Now, understand: all of the major characters in that book are fictional. Kitty, her boss Dexter, the actor Laird Wyndham. But a lot of the minor characters are historical. And the book is not meant to tell the story of the Production Code. It can't be, really, as the story is told from Kitty's perspective and there's only so much she can see.

When I think hard about your question, I guess if there is balancing that needs to be done, for me it looks like this: I always do a lot of research. While I'm doing it, nuance for the story will just come to be. I then go off and tell my story and history is part of it. The two things -- history and story -- are by then hopefully entwined in such a way that you can barely tell one from the other.

CG: What writers from the golden age of pulp crime and noir do you most admire?

LLR: Dashiell Hammett and Raymond Chandler. And I can't tell you which I prefer because my opinion changes week to week. (This week it's Hammett.)

CG: Many crime classics seem to be set in California, Hammett's The Maltese Falcon, Chandler's The Big Sleep notable among them. What do you feel makes the state such a great crime setting?

LLR: Actually, as far as I know, other than bits of the Thin Man books, all of the stories told by both writers take place in California: Hammett in San Francisco, Chandler in a slightly fictionalized Los Angeles. And one of the reasons is that law enforcement in the state was notoriously corrupt in the first half of the 20th century so crime didn't just take hold, it flourished. Add in some tragic Hollywood glamour and the hangover from being the gold rush state and you're pretty much there. California in that period has everything needed for endless stories of crime. Honestly, I read histories and just laugh sometimes: there are many stories from that region and era that I could never tell in fiction. You just wouldn't believe them!

CG: You co-founded January Magazine over 12 years ago. With print commentary on books in decline how important to you feel the Internet is becoming to literary discourse?

LLR: Everyone involved with starting January Magazine had a strong print background. As a result, we didn't spend any time at all thinking about us and them. We think about books. Always about books. That's always driven us far more sharply then questions about the medium. And, yes: we're on Twitter and we have a Facebook group and our "bricks and mortar" are on the Web. If the Internet has gotten to play a more important role in the discussion of books, that's valuable, that's good. But it was never our goal. Our goal was to use what was then a relatively new medium to build a large and growing and linked discussion about books and authors. We've done that. And all these years later, I'm proud of what we've built. It's been a wonderful dozen years of conversation.

CG: Can you tell us a little bit about your next project? Will we be seeing any more of Kitty and Dex?

LLR: I can't tell you about my next project! It's still too secret. I can tell you, as I said earlier, that it's a contemporary thriller and it's not part of a series. Other than that, it's too early to talk about.

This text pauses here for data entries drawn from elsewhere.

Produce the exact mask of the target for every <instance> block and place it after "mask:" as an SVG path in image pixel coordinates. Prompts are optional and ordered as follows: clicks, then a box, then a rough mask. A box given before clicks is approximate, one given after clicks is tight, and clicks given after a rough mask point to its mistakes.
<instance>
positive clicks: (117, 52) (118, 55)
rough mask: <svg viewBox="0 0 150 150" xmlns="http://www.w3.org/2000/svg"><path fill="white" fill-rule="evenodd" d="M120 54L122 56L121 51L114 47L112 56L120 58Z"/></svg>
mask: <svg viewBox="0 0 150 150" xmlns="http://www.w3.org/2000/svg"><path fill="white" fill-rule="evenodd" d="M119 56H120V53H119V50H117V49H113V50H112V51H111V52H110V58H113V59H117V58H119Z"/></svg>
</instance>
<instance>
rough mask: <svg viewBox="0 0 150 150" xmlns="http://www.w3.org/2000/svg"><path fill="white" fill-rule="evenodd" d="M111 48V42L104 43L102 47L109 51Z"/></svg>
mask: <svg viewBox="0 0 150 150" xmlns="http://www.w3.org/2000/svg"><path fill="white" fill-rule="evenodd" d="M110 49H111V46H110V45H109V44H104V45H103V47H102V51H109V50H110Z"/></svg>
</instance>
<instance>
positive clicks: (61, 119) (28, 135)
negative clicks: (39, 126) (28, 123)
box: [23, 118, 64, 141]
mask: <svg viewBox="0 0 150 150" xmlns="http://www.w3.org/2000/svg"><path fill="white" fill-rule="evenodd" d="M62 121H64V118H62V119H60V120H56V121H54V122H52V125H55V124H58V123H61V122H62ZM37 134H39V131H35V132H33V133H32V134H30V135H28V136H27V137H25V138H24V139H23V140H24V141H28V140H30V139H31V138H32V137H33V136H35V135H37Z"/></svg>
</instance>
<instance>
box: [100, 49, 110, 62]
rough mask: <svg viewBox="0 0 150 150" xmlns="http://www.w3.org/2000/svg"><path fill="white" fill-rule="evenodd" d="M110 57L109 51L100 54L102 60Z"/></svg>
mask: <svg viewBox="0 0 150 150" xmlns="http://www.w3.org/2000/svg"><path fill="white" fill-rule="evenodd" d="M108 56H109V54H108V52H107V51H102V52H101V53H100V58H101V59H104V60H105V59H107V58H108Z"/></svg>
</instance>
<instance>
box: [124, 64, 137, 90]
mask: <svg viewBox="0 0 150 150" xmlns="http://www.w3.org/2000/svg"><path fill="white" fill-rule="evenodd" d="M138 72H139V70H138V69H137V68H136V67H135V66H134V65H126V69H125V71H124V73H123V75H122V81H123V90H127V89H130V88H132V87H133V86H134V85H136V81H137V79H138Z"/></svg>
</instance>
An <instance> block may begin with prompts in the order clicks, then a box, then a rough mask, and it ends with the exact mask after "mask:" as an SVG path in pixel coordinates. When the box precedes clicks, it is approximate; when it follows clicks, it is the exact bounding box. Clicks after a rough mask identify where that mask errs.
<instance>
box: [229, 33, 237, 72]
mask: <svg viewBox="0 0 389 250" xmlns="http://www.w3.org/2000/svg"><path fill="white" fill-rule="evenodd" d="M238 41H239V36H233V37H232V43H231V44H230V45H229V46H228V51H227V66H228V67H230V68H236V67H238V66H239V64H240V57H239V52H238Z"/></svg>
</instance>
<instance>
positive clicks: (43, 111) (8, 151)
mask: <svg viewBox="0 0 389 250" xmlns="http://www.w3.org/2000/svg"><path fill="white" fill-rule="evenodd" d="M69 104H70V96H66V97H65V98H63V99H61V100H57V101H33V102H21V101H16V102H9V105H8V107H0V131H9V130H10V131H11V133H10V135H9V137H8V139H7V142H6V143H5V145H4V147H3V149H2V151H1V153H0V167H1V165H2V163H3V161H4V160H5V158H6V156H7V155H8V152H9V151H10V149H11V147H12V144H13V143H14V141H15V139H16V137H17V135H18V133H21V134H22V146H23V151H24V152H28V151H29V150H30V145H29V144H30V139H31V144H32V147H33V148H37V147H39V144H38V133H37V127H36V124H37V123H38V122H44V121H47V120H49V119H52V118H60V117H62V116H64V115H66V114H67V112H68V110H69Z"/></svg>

And, yes: there will be another novel featuring Kitty and Dex. I'm working on that now and loving it: just loving being back in Kitty's world. Here's where history and fiction do some balancing on the new one: the book takes place in 1931. In fact, the summer Olympics were held in Los Angeles in 1932, so there is some Olympic preparation going on in the book I'm working on and Dex and Kitty's case revolve around that. It's been an awful lot of fun researching the Olympic aspects. It was the Depression, so a lot of countries actually didn't show up due to economic pressures. As a result, there were a few medal upsets. But the 1932 Olympics themselves were a huge success and, in some ways, they left a lasting impression on the city (Olympic Boulevard, for one.) Interesting stuff!